President Truman to
Prime Minister Churchill
Thank you for your letter of Dec. 10,2 giving me your thoughts about some of the details of your visit to Washington. It will be a pleasure to have you here and I am looking forward to seeing you and your colleagues. I presume that some of those mentioned in your letter will participate in our talks, and on my side I would naturally include Dean Acheson and other of Cabinet rank such as Bob Lovett and Averell Harriman. It might also be advisable on occasion [Page 706] to have the views at our talks of General Bradley and other Service chiefs.
I shall be glad to receive your list of general topics for discussion to which you referred. I always feel that conversations covering problems of such magnitude run along more smoothly if conducted according to a general plan of procedure. I am also having a list of subjects prepared. After we examine each other’s list, I hope we can then work out a frame of reference for our talks.
As you will no doubt know, I am planning a luncheon for you on January 4, and it might be a good idea to have our first conversation in the morning before the lunch. We can meet again on the 5th if you like. Then there might be an interval in our direct discussions during which you may wish to see other people in Washington and when the subjects which we have already brought up might be considered in greater detail by our colleagues.

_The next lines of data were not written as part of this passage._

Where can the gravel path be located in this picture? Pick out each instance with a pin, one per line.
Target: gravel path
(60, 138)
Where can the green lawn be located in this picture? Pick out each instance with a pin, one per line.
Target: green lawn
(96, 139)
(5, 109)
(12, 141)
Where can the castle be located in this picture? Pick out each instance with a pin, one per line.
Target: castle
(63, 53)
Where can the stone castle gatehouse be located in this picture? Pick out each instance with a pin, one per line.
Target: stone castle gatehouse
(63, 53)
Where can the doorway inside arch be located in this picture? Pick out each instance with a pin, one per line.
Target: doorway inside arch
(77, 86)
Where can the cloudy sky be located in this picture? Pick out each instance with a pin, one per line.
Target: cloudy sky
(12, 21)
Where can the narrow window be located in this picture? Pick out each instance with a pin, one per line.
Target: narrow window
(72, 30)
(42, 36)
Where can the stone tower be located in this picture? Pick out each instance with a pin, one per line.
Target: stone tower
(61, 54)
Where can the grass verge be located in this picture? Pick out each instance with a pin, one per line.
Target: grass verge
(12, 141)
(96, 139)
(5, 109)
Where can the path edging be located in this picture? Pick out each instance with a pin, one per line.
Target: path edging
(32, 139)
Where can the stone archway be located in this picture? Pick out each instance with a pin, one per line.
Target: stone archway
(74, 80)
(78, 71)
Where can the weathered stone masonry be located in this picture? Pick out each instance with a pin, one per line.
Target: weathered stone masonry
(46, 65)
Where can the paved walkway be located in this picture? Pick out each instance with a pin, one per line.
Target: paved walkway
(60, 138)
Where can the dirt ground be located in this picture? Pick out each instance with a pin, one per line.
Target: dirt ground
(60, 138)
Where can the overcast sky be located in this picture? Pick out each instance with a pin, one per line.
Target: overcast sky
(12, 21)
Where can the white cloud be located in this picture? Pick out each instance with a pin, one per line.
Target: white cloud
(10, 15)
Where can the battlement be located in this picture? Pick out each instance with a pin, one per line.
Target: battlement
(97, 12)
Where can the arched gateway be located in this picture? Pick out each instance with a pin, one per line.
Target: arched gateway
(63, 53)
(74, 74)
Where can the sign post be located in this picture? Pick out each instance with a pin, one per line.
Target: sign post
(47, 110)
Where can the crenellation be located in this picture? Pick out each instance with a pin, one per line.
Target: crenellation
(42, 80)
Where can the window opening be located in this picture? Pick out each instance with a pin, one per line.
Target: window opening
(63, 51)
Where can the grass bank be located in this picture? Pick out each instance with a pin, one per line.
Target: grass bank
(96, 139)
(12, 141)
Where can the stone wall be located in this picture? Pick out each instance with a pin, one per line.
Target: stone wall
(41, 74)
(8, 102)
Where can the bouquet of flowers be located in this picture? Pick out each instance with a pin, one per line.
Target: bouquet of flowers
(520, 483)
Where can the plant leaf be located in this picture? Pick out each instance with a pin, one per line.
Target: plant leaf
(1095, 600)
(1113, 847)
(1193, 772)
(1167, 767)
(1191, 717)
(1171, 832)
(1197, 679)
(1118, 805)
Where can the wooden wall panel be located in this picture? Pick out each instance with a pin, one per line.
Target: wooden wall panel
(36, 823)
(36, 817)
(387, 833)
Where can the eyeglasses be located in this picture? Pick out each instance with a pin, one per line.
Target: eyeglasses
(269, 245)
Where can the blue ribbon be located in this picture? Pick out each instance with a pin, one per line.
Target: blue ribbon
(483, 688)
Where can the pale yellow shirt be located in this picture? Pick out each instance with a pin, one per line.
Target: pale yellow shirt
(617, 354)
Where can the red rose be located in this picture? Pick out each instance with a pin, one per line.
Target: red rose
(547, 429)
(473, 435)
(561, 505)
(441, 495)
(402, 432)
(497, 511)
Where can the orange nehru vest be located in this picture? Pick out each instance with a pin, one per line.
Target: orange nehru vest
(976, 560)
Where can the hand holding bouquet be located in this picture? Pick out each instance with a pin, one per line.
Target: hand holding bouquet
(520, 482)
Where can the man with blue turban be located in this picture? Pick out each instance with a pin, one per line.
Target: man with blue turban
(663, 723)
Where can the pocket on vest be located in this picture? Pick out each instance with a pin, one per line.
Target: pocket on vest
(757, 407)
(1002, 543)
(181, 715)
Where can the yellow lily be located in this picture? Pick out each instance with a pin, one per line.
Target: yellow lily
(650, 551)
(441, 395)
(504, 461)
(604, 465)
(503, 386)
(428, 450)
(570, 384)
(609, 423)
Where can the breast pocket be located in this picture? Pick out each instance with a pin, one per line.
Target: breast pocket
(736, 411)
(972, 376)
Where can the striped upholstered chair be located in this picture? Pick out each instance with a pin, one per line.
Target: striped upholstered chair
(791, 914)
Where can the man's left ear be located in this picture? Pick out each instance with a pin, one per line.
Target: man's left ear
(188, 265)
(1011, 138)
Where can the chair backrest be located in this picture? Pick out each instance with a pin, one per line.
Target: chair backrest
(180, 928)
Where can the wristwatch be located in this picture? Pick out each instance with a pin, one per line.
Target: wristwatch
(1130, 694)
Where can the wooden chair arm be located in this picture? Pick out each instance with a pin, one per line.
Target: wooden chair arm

It is my sincere belief that talks of this sort reinforce the close ties that link our two countries, the maintenance of which is of vital importance. I believe, however, that you are wise in your proposed broadcast on “The State of the Nation” to attempt to avoid the impression that our meetings will produce easy solutions to the many serious problems facing us.
Once again I want you to know how delighted I shall be to see you here and to have this opportunity for a frank exchange of views.